By Steven Beck, Head of Trade and Supply Chain Finance Program, Asian Development Bank
We’re living through a critical inflection point in the history of trade and supply chains. While the gap between supply and demand for trade finance is growing, so is the need to shore up trade and supply chains. We need stronger and more resilient supply chains, both to fix current weaknesses and better handle the challenges to come.
The Asian Development Bank’s “2021 Trade Finance Gaps, Growth and Jobs Survey” estimated the trade-finance gap grew to $1.7 trillion in 2020 from $1.5 trillion in 2018. Since then, inflation has eaten away at lending limits, meaning that the gap has likely grown significantly. ADB’s Economics Department estimates the global gap—the difference between companies’ demand for financing to support their import/export activities and the sum committed—has grown to at least $2 trillion.
It is important that the finance industry as a whole works to lower that gap, especially regarding facilities to support food- and agriculture-related imports.
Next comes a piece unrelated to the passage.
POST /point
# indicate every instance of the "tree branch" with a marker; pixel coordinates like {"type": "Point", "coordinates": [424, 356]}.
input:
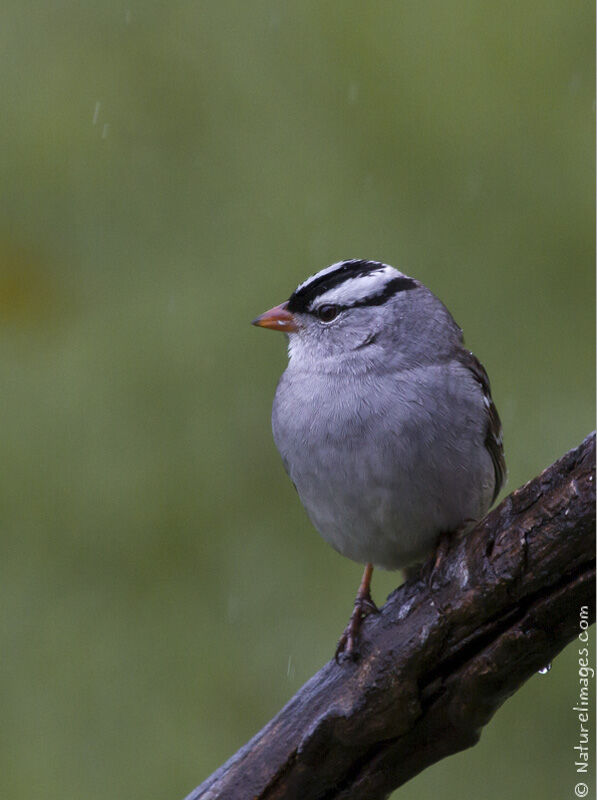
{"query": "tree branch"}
{"type": "Point", "coordinates": [439, 659]}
Inflation in food has called into question food security, which is a big concern. Enhancing limits to compensate for the impact of inflation on available credit limits, especially for food, should be seriously considered by the financial industry. Credit losses for short-term trade finance in food are extremely low, as evidenced by the International Chamber of Commerce (ICC) Trade Register1, which ADB helped establish more than 10 years ago. So, increasing these limits—180-day credit facilities for food imports in emerging markets—is a reasonable consideration for the private sector.
As the pandemic showed, significant gaps in global trade and supply chain strength and resiliency must be fixed. This task isn’t just a simple upgrade to fix a few problems. It represents an opportunity to dig deep into the global trading system for solutions to other problems as well. Those responsible for the various industries that rely on or operate within global supply chains were already aware of the fragility of the global trading system before the pandemic. Efforts to offset those deficiencies had been ongoing before the first case was recognized.
The spotlight that the pandemic shone on supply chains has now added to the urgency of those efforts. What’s more, it has highlighted the opportunity to use trade and supply chains to improve a range of vitally important issues. The pandemic is like a line in time, with a clear “before” and “after” the changes it wrought—changes that continue today. Now that we are hopefully emerging on the other side of that line in time, the pandemic can be a marker for the moment we started to get serious about the list of challenges we face.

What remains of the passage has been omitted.